ALGORITHM FOR DETERMINING KEYWORDS FOR DISTRIBUTION OF DOCUMENTS BASED ON MACHINE LEARNING

L. Marysheva; Z. Abduvalieva; N. Sheina

ALGORITHM FOR DETERMINING KEYWORDS FOR DISTRIBUTION OF DOCUMENTS BASED ON MACHINE

LEARNING

1Marysheva L.T., 2Abduvalieva Z. A., 3Sheina N.E.

1,2Tashkent University of Information Technologies, 3Tashkent State Technical University https://doi.org/10.5281/zenodo.8436309

Abstract. The article presents a method for implementing the information environment of a structural unit for document management (such as a department, laboratories, department of work with students) of an educational organization (University, Institute) based on the integration of several systems with an additional intelligent analysis module for the purpose of electronic document management. Methods for document processing and methods for determining keywords are considered. A document type recognition module has been developed. A text recognition method based on keywords has been implemented to develop a data mining module. This article sets the task of developing an intelligent text recognition module and a method for distributing documents to the desired department.
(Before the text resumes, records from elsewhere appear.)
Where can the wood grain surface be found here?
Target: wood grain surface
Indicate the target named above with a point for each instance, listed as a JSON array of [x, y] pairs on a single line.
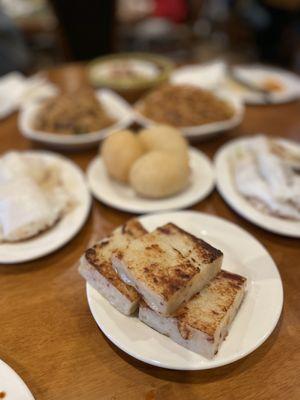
[[48, 335]]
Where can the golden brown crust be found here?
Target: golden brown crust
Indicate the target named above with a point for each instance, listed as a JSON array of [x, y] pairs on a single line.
[[207, 252], [167, 259], [99, 256], [206, 309]]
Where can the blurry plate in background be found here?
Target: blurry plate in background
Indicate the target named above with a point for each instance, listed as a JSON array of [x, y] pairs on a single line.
[[115, 106], [11, 385], [282, 86], [204, 131], [66, 228], [207, 76], [240, 204], [123, 197]]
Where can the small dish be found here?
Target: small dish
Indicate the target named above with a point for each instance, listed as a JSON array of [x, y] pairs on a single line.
[[241, 205], [208, 76], [255, 321], [12, 386], [123, 197], [206, 130], [65, 229], [256, 75], [115, 106]]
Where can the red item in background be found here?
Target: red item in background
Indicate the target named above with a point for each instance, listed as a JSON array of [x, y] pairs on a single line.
[[175, 10]]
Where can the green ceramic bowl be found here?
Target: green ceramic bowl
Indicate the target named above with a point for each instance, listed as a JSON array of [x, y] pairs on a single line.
[[130, 74]]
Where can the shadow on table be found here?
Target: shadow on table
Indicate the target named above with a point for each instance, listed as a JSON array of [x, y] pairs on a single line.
[[204, 376]]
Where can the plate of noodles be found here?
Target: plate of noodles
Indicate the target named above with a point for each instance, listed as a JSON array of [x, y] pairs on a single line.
[[198, 113], [75, 120]]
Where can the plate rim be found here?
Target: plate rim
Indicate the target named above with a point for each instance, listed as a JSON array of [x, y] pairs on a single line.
[[218, 158], [84, 218], [141, 210], [17, 377], [213, 364]]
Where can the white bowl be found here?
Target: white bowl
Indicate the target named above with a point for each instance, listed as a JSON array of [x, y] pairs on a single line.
[[115, 106], [205, 130]]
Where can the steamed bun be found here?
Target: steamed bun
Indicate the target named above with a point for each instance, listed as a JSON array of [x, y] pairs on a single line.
[[159, 174], [164, 137], [119, 151]]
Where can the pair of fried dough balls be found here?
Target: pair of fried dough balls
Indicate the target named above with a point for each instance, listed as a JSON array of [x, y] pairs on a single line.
[[154, 162]]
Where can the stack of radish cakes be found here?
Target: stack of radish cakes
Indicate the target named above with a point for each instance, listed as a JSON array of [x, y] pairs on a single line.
[[173, 278]]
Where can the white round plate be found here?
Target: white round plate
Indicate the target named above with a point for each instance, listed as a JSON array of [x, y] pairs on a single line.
[[208, 76], [62, 232], [114, 105], [254, 322], [124, 198], [12, 385], [256, 74], [205, 130], [241, 205]]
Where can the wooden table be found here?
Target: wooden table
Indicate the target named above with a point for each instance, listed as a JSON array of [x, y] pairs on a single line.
[[50, 338]]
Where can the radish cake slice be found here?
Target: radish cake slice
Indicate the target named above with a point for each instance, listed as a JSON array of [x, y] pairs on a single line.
[[202, 324], [96, 267], [167, 266]]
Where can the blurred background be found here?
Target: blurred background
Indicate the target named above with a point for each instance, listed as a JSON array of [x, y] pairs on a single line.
[[37, 34]]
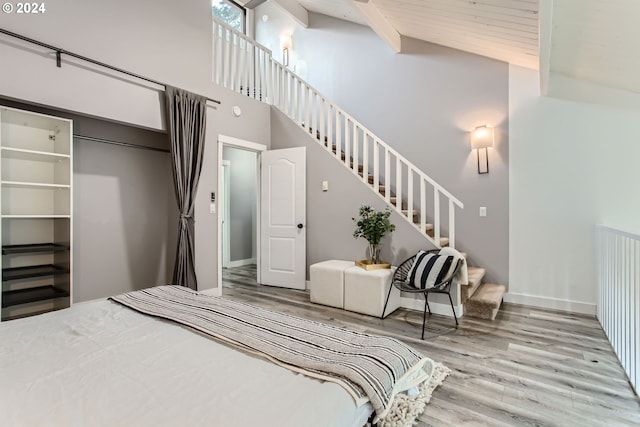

Keywords: word weight, OCR, document flow, distribution, expert system, predictive analysis, Uzdoc collaboration software.

Introduction. A centralized database of information resources and the possibility of document flow between structural divisions significantly increase productivity [1]. The problem of electronic document management is relevant not only in higher educational institutions, but also in other organizations. One of the problems in document management is document identification and distribution to responsible persons or software sections. This article proposes a recognition method and data mining. When working with documents, you have to face such problems as automated processing and distribution of documents that are available for execution. The solution to this problem is to develop an intelligent module that subsequently learns itself and automatically recognizes the document. In order to increase the efficiency of document flow, Uzdoc software was developed. This software recognizes and redistributes documents that are pending execution. The developed module recognizes the type of document, and the learning module, which subsequently determines which category a particular document belongs to, distributes and redirects the document to the desired address. This method of working with documents creates a number of conveniences and automates the process of processing and execution, which leads to efficient and high-quality implementation of decrees by the administration.

Automation of the document flow process has a number of advantages, the main one of which is the time efficiency of the execution and processing of certain decrees. The following is a list of department documents. Basically, in all departments, regardless of the direction and type of training, the same categories of documents and the tasks assigned to the department are identical. There are responsible persons who are responsible for the execution of documents. The main problem is that there is no module that recognizes the document type and categorizes it. This article proposes a solution to this problem. At the Department of System and Practical Programming at TUIT named after Al Khorazmi, research work is being carried out to develop a module for

recognition, and specialized software is also being developed. Below are a number of department documents.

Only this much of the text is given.